- Liniewko
- Coordinates: 54°2′44″N 18°37′47″E﻿ / ﻿54.04556°N 18.62972°E
- Country: Poland
- Voivodeship: Pomeranian
- County: Tczew
- Gmina: Tczew

Population
- • Total: 66
- Time zone: UTC+1 (CET)
- • Summer (DST): UTC+2 (CEST)
- Vehicle registration: GTC

= Liniewko =

Village in Pomeranian Voivodeship, Poland

Liniewko is a village in the administrative district of Gmina Tczew, within Tczew County, Pomeranian Voivodeship, in northern Poland. It is located within the ethnocultural region of Kociewie in the historic region of Pomerania.

==Name==
The village name means "line town" after the straight piece of road that runs through it. The village ends with corners in the road at each end.

==Landscape==

Although the road does not have corners, the road has an incline up to a hill. The top of the hill is located near the 3rd West-most farm.

The farm land located west of the four farms and the road. They belong to each respective farm. This piece is mostly flat land with the exception of two consecutive hills located on the 3rd West-most town.

There are two other pieces of farm land. One is located east of the road and between the farms and the hamlet. It is flat, save for a small stream that runs through it.

The last piece of farmland lies east of the road opposite the first three of the West-most farms. It is distinctive for the tree islands of shrubbery, trees and wetland plants like bullrush. The land is mostly flat with the east most side both climbing and sinking to create a steep 30 degree slope. The outer edge of this field has a steady stream and on the other side of it a sharp forested hill with an incline of some 40-50 degrees.

==Structure==

Liniewko is a very small village, composed of 4 major family run farms and a hamlet.
There are two bus stops in between the farms and the hamlet - one for each direction.
The neighbouring village neighbors is Wędkowy, approximately 0.5 km to the north-west and Swarożyn town, some 4 km to the south-east.

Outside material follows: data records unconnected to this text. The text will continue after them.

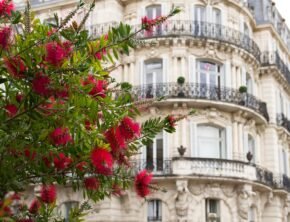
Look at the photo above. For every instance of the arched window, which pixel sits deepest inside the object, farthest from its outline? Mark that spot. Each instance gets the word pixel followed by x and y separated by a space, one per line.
pixel 209 73
pixel 217 19
pixel 251 147
pixel 252 214
pixel 212 210
pixel 249 83
pixel 154 211
pixel 155 154
pixel 153 71
pixel 66 207
pixel 211 141
pixel 153 11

The nearest school is located in Swarożyn, as is the nearest library, (Catholic) church, post office, railway station and (most of) the convenience shops. The closest convenience shop is in Wędkowy.

==Traffic==

Since the opening and later the expansion of manufacturing buildings in Wędkowy, the road has become substantially more busy. This is particularly evident in the number of heavy goods vehicles. Additionally where the factories operate between 16 and 24 hours a day across two or three shifts, there remains regular periods of substantial traffic stream of buses and personal vehicles at the times of shift changes.